Write instructions that include:
  • what the agent should answer
  • what the agent should not answer
  • important keywords or categories to ignore, if needed
A strong instruction usually follows this pattern:
Only respond to questions about <topic A> and <topic B>.

Do not respond to questions about <topic C>, <topic D>, or unrelated company policies.

If a message includes <specific words>, treat it as out of scope and do not answer.

Good instruction examples

Recruiting agent
Respond when users ask about candidates, resumes, applications, or interviews. Provide clear, accurate guidance. Do not answer unrelated or sensitive hiring questions.
IT help agent
Only respond to questions about laptop setup, VPN, Okta, device access, and internal IT troubleshooting. Do not respond to questions about HR policies, payroll, or benefits.
Slack agent support agent
Only respond to questions about Slack agents, publishing agents to Slack, and question detection. Do not respond to questions about PTO, benefits, holidays, or company policies.

Avoid vague instructions

Avoid instructions like these:
  • “Be helpful”
  • “Answer relevant questions”
  • “Respond when it makes sense”
These are too broad and make the behavior harder to predict.

Step 6: Configure the Slack channel

Question detection in the agent works together with the channel’s Glean settings. In the Slack channel where the agent is published, run:
/glean configure
Then choose how Glean should respond in that channel. For question-detection testing, use this setup:
  • Messages with a @Glean mention: Always respond
  • Channel level messages: Respond to all messages detected as questions
  • Messages from bots and workflows: Don’t respond unless you specifically want Glean to handle workflow or bot messages too
Response config

Step 7: Test the behavior

Always test with both an in-scope question and an out-of-scope question.
  • If someone uses @Glean, that is an explicit request for a response.
  • If you want to test question detection, test with messages that do not mention @Glean.

Test 1: In-scope question

Post a top-level message in the Slack channel without @Glean. Example:
How does question detection work for published Slack agents?
Expected result:
  • The agent replies.

Test 2: Out-of-scope question

Post another top-level message in the same channel without @Glean. Example:
What is our PTO policy?
Expected result:
  • The agent does not reply, if your instructions explicitly exclude HR and policy questions.

Test 3: Explicit mention

Now test with @Glean. Example:
@Glean How does question detection work for published Slack agents?
Expected result:
  • Glean responds, because this is an explicit mention path.

Example: HR policy agent

Agent purpose

Help employees find policy information about time off, leave, and benefits.

Good Slack instructions

Only respond to questions about PTO, leave, holidays, benefits, and employee policies. Do not respond to questions about IT setup, engineering workflows, or product documentation.
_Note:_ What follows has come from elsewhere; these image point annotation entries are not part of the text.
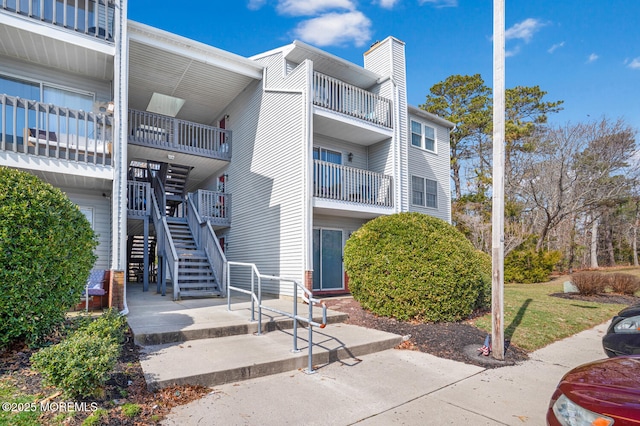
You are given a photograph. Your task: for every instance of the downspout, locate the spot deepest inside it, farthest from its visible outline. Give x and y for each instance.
(395, 152)
(121, 104)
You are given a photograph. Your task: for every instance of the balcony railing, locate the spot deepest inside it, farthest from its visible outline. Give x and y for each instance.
(343, 183)
(45, 130)
(341, 97)
(138, 199)
(91, 17)
(214, 206)
(172, 134)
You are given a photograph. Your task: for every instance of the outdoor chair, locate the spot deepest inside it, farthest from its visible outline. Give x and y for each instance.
(95, 286)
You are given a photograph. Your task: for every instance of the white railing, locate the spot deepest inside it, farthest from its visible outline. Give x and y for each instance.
(163, 132)
(207, 240)
(344, 183)
(138, 198)
(339, 96)
(256, 297)
(45, 130)
(214, 206)
(91, 17)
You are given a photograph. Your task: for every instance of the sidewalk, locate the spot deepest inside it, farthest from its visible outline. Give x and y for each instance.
(398, 387)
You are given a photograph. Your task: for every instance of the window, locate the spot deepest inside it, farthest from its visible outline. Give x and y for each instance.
(424, 192)
(423, 136)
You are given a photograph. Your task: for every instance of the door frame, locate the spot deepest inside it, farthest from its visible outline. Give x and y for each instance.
(318, 268)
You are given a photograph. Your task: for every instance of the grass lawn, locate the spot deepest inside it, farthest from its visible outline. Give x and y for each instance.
(533, 319)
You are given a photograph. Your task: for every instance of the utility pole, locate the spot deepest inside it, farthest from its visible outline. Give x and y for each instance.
(497, 212)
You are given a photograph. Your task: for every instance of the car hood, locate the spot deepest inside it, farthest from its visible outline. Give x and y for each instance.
(631, 311)
(610, 386)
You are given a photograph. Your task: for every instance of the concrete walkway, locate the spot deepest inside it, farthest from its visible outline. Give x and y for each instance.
(398, 387)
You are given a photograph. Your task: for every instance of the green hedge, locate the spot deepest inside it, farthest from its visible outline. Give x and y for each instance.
(413, 266)
(525, 264)
(81, 364)
(46, 253)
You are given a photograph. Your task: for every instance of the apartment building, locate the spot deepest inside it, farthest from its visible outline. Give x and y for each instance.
(184, 156)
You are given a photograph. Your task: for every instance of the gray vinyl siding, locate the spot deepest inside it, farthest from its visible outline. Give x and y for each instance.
(434, 166)
(101, 208)
(35, 72)
(266, 180)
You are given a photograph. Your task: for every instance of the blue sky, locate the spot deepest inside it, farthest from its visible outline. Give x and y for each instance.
(584, 52)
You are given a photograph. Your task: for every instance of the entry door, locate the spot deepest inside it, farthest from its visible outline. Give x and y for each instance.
(327, 259)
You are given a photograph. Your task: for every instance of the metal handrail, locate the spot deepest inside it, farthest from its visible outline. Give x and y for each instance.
(206, 240)
(306, 296)
(164, 239)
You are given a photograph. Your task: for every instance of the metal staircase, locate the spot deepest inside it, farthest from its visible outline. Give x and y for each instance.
(196, 277)
(135, 259)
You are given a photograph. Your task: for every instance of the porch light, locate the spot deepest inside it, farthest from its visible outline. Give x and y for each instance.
(165, 105)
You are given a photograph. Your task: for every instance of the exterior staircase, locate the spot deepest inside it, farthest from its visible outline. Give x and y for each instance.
(196, 277)
(135, 259)
(175, 186)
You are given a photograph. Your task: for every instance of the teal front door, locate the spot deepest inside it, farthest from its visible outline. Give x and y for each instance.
(327, 259)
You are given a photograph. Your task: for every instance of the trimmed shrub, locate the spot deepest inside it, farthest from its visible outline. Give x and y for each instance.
(525, 264)
(413, 266)
(624, 283)
(46, 253)
(81, 364)
(590, 283)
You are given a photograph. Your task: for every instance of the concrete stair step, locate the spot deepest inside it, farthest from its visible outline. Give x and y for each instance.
(242, 357)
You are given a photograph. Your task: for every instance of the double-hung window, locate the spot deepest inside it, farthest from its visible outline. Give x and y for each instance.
(423, 136)
(424, 192)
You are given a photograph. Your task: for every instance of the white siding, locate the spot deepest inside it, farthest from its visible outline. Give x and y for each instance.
(360, 156)
(100, 207)
(434, 166)
(266, 180)
(388, 59)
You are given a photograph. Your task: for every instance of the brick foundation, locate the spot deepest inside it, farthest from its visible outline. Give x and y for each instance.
(116, 290)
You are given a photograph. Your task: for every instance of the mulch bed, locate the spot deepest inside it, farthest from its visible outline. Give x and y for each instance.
(457, 341)
(126, 384)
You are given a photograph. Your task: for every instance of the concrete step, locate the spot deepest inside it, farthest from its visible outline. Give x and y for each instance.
(211, 362)
(213, 323)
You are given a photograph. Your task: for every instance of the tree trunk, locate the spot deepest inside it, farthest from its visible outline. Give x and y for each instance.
(594, 244)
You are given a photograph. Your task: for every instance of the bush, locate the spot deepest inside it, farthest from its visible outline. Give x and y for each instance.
(46, 253)
(414, 266)
(590, 283)
(81, 364)
(624, 283)
(525, 264)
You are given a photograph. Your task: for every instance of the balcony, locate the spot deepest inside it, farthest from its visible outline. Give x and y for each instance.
(91, 17)
(171, 134)
(349, 184)
(55, 132)
(353, 101)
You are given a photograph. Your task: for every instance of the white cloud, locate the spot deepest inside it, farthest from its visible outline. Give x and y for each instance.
(555, 47)
(312, 7)
(635, 64)
(512, 52)
(388, 4)
(333, 29)
(256, 4)
(523, 30)
(440, 3)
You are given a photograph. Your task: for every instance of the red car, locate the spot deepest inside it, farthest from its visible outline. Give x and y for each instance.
(600, 393)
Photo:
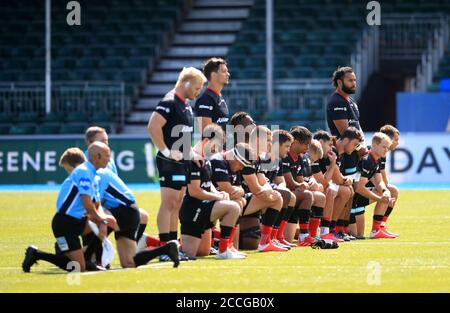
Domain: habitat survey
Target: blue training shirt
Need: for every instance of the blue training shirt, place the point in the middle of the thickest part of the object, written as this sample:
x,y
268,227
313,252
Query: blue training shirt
x,y
113,190
80,182
111,164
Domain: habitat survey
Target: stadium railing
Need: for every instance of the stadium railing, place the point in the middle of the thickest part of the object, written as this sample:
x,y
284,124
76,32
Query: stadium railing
x,y
296,101
88,98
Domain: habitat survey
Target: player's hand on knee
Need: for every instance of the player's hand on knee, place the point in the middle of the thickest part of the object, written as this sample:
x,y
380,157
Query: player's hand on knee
x,y
176,155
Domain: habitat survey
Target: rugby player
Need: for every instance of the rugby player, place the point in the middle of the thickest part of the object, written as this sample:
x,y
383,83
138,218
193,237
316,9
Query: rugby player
x,y
262,198
292,166
118,201
326,169
170,127
211,107
78,197
342,110
368,169
203,204
310,225
394,135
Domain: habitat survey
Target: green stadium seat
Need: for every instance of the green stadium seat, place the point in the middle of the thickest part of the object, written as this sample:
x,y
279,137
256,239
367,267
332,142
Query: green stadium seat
x,y
276,115
73,128
76,117
53,117
4,129
6,117
48,129
102,117
22,129
300,115
27,117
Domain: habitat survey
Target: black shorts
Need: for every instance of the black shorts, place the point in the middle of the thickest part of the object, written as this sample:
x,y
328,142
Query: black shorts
x,y
195,216
359,201
172,174
248,196
67,231
128,218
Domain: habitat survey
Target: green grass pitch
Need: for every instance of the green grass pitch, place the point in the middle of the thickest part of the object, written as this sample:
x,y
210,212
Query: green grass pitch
x,y
417,261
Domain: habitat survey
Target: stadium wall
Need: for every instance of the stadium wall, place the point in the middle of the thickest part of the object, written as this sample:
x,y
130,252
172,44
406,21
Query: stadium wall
x,y
420,158
423,111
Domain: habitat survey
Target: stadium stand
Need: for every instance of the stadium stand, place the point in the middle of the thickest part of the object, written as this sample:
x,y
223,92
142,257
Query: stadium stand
x,y
145,43
117,41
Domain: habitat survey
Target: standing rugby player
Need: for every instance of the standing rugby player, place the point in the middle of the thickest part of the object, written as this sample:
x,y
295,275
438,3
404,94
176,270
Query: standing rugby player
x,y
170,127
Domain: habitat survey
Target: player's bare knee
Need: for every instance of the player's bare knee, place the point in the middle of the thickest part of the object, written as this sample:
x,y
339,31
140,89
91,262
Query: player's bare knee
x,y
330,193
293,199
393,190
143,216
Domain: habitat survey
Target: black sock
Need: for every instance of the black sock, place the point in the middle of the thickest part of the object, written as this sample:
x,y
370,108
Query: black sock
x,y
146,256
87,238
280,218
268,218
225,231
316,211
140,231
388,211
173,235
303,219
303,216
325,223
352,218
288,213
57,259
293,218
164,237
378,218
93,247
332,225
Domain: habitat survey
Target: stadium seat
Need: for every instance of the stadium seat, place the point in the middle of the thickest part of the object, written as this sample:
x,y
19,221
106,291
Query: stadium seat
x,y
102,117
76,117
73,128
48,129
55,117
22,129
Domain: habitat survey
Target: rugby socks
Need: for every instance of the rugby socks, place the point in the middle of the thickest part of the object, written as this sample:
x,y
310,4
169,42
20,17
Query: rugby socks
x,y
225,232
93,246
325,226
57,259
333,226
386,215
340,226
173,235
163,238
267,221
314,222
377,220
233,232
352,218
346,228
146,256
304,223
284,222
140,232
277,223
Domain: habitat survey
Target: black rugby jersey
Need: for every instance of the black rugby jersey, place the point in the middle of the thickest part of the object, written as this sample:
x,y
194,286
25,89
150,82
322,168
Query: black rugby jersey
x,y
203,174
179,117
221,171
339,108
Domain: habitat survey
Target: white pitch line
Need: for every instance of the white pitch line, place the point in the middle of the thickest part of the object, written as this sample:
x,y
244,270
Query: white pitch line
x,y
407,243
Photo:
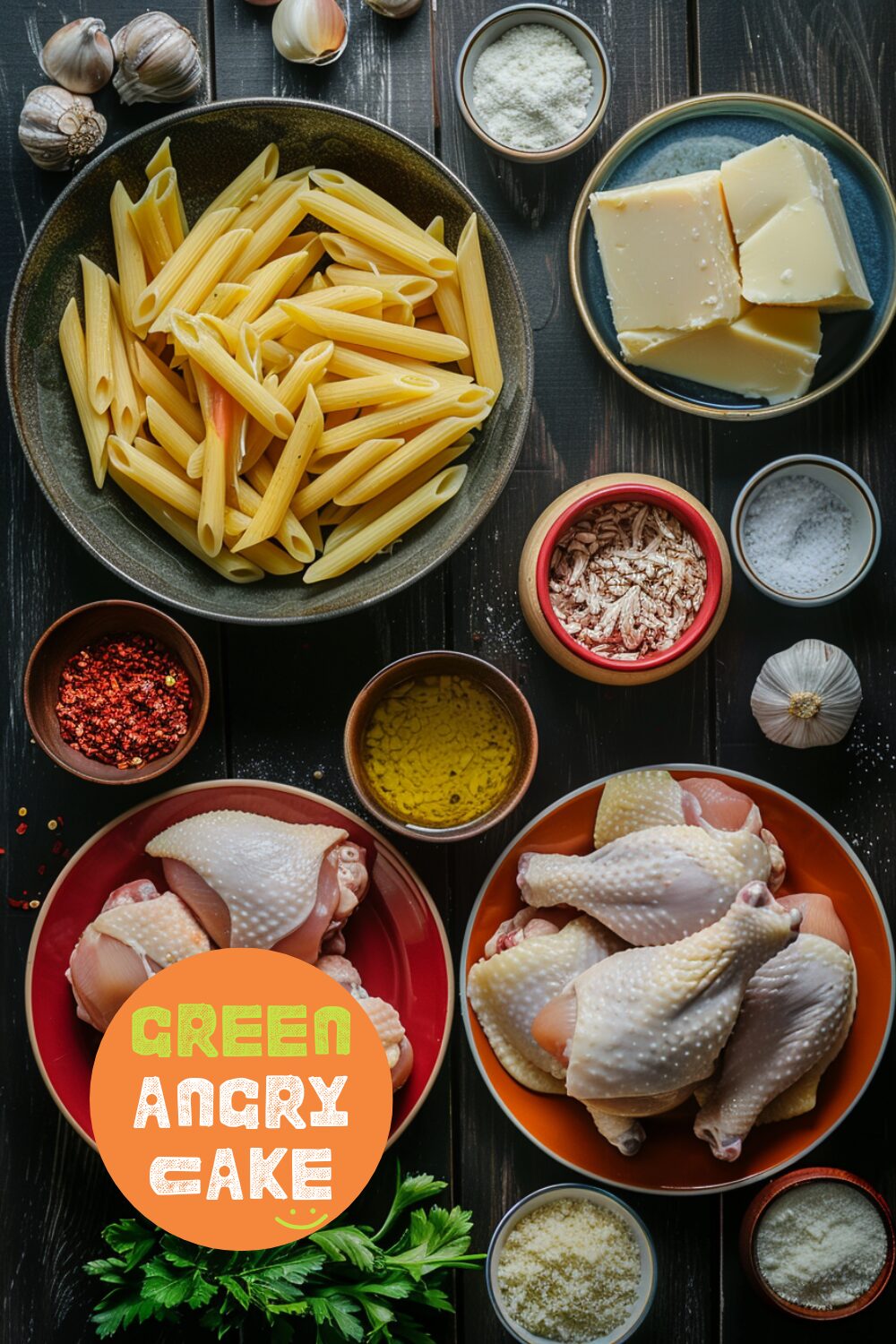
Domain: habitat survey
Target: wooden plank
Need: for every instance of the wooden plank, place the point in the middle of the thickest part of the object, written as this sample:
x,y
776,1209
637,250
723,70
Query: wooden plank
x,y
54,1191
829,58
584,422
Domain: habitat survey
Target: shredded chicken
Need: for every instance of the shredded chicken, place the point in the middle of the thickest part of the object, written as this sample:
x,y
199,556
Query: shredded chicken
x,y
627,580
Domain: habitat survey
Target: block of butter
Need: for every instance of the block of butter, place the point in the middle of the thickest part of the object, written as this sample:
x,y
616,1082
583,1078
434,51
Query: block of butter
x,y
769,352
788,220
668,253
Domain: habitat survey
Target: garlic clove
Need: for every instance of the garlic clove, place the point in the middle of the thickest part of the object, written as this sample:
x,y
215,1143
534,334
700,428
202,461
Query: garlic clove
x,y
159,59
309,31
807,695
394,8
58,128
80,56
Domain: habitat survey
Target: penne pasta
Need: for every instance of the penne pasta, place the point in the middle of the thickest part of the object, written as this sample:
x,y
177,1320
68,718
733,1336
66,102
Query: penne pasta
x,y
168,389
237,569
253,397
394,421
253,179
97,335
289,470
408,459
477,308
126,414
374,332
94,425
129,257
160,290
418,253
389,527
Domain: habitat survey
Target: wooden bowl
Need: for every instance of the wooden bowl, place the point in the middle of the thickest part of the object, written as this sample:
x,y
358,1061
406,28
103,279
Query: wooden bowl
x,y
758,1207
443,663
536,558
74,631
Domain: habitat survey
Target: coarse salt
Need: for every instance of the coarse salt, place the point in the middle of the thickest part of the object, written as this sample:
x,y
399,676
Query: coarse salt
x,y
570,1271
797,535
821,1245
530,88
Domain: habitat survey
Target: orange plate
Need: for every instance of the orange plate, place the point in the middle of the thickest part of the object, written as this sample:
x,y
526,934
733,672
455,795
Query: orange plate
x,y
673,1160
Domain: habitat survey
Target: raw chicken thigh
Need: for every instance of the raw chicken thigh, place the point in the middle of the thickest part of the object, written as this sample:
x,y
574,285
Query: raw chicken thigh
x,y
255,882
137,932
640,1030
643,798
400,1051
796,1016
650,886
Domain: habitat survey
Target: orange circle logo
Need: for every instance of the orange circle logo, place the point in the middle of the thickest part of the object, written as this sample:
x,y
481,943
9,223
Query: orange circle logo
x,y
241,1099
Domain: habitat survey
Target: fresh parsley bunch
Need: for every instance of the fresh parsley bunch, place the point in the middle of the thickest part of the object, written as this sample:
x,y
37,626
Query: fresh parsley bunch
x,y
343,1282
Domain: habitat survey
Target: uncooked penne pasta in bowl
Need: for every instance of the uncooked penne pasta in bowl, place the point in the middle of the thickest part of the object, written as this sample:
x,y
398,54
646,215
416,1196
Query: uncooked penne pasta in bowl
x,y
284,382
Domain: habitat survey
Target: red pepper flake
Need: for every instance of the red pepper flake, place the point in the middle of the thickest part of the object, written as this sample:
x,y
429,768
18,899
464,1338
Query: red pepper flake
x,y
124,701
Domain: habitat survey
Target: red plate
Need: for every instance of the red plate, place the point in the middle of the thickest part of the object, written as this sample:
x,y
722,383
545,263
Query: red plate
x,y
397,938
673,1160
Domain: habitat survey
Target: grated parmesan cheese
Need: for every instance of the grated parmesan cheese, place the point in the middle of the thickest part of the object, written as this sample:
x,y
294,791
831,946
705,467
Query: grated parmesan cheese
x,y
570,1271
821,1245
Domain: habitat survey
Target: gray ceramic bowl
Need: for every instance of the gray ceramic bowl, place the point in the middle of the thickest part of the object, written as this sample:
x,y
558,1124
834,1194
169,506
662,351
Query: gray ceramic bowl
x,y
210,145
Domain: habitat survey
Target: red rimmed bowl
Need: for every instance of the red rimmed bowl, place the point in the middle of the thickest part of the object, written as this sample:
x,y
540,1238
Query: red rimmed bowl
x,y
535,573
395,938
766,1196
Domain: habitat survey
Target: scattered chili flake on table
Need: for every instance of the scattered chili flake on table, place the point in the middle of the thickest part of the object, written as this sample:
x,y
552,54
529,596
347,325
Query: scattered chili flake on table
x,y
124,701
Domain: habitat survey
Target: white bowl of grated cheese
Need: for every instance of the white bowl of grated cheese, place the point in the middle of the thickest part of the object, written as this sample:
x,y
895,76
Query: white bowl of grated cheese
x,y
571,1263
806,530
533,82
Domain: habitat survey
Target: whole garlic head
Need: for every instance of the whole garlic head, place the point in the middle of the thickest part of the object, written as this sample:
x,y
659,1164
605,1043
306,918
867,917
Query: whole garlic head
x,y
807,695
80,56
311,32
158,59
394,8
58,128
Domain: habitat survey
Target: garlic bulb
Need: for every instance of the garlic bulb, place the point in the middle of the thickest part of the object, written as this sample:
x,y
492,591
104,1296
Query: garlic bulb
x,y
309,32
394,8
158,59
80,56
806,696
58,128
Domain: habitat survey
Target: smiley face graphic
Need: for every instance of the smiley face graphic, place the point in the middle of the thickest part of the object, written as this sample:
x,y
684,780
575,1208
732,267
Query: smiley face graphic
x,y
303,1228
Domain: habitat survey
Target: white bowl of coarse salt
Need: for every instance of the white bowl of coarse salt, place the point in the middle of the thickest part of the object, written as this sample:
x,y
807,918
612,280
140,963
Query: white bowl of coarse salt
x,y
571,1265
532,81
806,530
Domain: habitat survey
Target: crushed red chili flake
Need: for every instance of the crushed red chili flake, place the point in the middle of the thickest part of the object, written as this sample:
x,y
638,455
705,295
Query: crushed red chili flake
x,y
117,703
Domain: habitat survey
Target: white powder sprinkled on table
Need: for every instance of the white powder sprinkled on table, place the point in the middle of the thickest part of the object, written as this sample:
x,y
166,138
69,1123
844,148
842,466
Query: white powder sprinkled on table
x,y
530,88
821,1245
797,535
570,1271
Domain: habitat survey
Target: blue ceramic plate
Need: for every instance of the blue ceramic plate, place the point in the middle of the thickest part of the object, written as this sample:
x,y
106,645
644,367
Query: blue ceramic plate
x,y
700,134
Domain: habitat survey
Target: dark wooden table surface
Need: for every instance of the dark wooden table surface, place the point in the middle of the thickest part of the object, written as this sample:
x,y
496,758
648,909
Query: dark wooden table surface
x,y
837,56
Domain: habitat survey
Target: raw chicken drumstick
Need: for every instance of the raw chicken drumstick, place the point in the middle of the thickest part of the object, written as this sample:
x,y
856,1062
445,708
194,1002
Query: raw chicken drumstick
x,y
400,1051
651,886
255,882
796,1016
643,798
640,1030
137,932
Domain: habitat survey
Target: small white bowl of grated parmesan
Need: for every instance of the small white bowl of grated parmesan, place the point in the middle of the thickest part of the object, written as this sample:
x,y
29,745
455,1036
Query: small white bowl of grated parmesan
x,y
532,81
571,1265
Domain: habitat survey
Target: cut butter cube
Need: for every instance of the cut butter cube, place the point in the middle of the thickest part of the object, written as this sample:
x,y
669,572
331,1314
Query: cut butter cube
x,y
796,242
770,352
668,253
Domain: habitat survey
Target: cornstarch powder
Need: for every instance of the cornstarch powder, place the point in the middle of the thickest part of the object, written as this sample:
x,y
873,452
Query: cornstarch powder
x,y
797,535
530,88
821,1245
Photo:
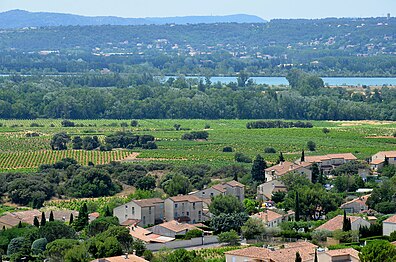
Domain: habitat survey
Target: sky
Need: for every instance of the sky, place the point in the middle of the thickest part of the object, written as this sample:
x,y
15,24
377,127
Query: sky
x,y
267,9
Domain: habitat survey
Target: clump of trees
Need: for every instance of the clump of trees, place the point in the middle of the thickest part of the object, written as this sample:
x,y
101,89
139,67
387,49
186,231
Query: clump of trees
x,y
278,124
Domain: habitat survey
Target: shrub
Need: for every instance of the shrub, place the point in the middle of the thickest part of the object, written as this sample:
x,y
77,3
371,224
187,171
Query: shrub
x,y
269,150
227,149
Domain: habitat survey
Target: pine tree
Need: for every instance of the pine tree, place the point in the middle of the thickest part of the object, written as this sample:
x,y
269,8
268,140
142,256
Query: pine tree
x,y
36,223
258,169
298,257
297,208
43,219
51,218
281,158
315,173
71,219
82,219
108,213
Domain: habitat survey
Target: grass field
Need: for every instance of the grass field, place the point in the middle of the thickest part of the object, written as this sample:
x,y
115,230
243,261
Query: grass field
x,y
362,138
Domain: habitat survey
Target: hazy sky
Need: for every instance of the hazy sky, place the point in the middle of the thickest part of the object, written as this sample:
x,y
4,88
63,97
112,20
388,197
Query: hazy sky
x,y
266,9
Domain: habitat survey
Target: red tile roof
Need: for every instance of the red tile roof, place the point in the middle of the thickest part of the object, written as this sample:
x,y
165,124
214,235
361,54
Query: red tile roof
x,y
391,219
336,223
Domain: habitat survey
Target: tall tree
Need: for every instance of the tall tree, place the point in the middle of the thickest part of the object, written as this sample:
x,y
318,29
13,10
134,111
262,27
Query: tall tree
x,y
297,208
43,219
258,169
298,257
36,223
51,218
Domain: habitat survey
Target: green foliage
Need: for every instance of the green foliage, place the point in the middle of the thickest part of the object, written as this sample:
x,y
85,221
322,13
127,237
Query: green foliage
x,y
227,222
253,228
378,251
231,238
177,185
258,169
56,230
38,246
225,204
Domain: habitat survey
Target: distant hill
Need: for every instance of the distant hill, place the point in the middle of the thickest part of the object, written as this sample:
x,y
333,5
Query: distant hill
x,y
20,19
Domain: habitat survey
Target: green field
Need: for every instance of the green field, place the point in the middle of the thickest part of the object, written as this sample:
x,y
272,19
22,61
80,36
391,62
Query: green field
x,y
362,138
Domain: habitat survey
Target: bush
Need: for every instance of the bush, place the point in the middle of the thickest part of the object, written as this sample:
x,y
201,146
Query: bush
x,y
231,238
67,123
193,233
269,150
227,149
195,135
311,145
239,157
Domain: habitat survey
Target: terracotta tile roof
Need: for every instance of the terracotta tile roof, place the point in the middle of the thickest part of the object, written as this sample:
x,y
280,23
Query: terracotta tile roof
x,y
234,183
148,202
361,200
388,153
342,252
377,161
283,168
252,252
131,258
220,188
187,198
176,226
336,223
268,216
391,219
346,156
306,250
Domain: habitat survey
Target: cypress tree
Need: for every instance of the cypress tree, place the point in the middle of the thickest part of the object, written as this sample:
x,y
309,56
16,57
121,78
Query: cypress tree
x,y
43,219
298,257
297,208
259,165
51,218
36,223
71,219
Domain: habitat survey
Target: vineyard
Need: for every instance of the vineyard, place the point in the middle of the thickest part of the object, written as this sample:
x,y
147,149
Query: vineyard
x,y
22,160
362,138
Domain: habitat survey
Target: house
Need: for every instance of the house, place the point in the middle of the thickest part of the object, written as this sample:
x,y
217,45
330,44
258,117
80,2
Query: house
x,y
356,205
274,219
172,228
143,212
184,209
265,190
147,236
233,188
283,168
336,223
378,160
123,258
389,226
339,255
326,163
288,253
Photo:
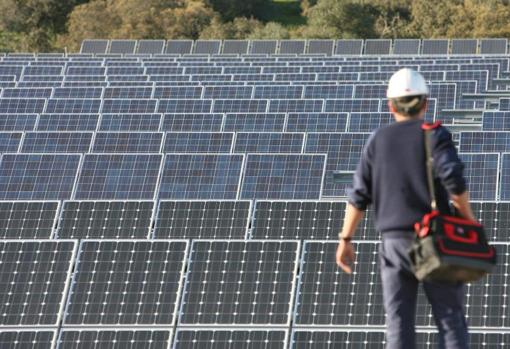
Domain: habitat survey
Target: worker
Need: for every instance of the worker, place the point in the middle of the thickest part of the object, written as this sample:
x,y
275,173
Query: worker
x,y
391,176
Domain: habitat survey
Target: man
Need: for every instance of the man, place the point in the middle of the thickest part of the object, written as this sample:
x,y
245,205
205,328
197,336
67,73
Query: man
x,y
392,177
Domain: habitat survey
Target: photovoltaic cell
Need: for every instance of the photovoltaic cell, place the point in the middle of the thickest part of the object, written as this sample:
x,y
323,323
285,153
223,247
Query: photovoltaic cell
x,y
118,177
238,282
187,338
67,122
113,339
219,219
201,176
343,154
318,220
9,141
40,339
37,176
105,219
481,172
268,142
129,106
104,290
352,105
27,219
198,142
130,122
73,106
56,142
316,122
254,122
38,272
192,122
21,105
127,142
283,176
184,106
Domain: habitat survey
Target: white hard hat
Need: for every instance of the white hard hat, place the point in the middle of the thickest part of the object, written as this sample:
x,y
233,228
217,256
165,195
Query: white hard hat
x,y
406,82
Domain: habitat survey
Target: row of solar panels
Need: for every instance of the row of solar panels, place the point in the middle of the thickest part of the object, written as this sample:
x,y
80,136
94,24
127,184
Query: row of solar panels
x,y
216,176
203,219
327,47
144,283
189,338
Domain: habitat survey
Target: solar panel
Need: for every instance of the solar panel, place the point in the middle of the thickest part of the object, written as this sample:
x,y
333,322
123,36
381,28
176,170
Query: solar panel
x,y
316,122
94,46
35,339
130,122
56,142
235,47
129,106
297,220
348,47
67,122
262,47
283,176
352,105
320,47
198,142
493,46
150,46
26,92
238,282
201,176
268,142
38,272
27,219
278,91
127,142
239,338
105,219
343,153
184,106
21,105
37,176
73,106
118,177
254,122
192,122
240,106
114,338
231,92
481,172
218,219
406,47
106,269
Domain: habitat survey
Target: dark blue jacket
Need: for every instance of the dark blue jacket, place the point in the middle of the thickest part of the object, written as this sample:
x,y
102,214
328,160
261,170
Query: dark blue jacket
x,y
392,175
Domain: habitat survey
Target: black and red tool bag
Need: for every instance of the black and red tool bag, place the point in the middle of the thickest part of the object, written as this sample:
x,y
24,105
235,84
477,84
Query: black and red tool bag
x,y
449,248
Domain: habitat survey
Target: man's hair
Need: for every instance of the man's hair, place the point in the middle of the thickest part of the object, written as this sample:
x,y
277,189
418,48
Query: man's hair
x,y
409,105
Good conversation starters

  • “What is our PTO policy?”
  • “How does sick leave work?”
  • “Where can I find holiday information?”

Should trigger

  • “How many company holidays do we have this year?”
  • “Where can I find our leave policy?”

Should not trigger

  • “How do I set up Okta on my phone?”
  • “How do I publish an agent to Slack?”

Best practices

Use these practices to improve quality and predictability:
  • Keep each Slack-published agent focused on one job.
  • Write conversation starters that look like real user questions.
  • Use the Slack instructions field to define both scope and exclusions.
  • Start in a test channel before using a large production channel.
  • Use Only visible to user, with an option to share the response for early testing.
  • Use public visibility only when the agent’s content is broadly shareable.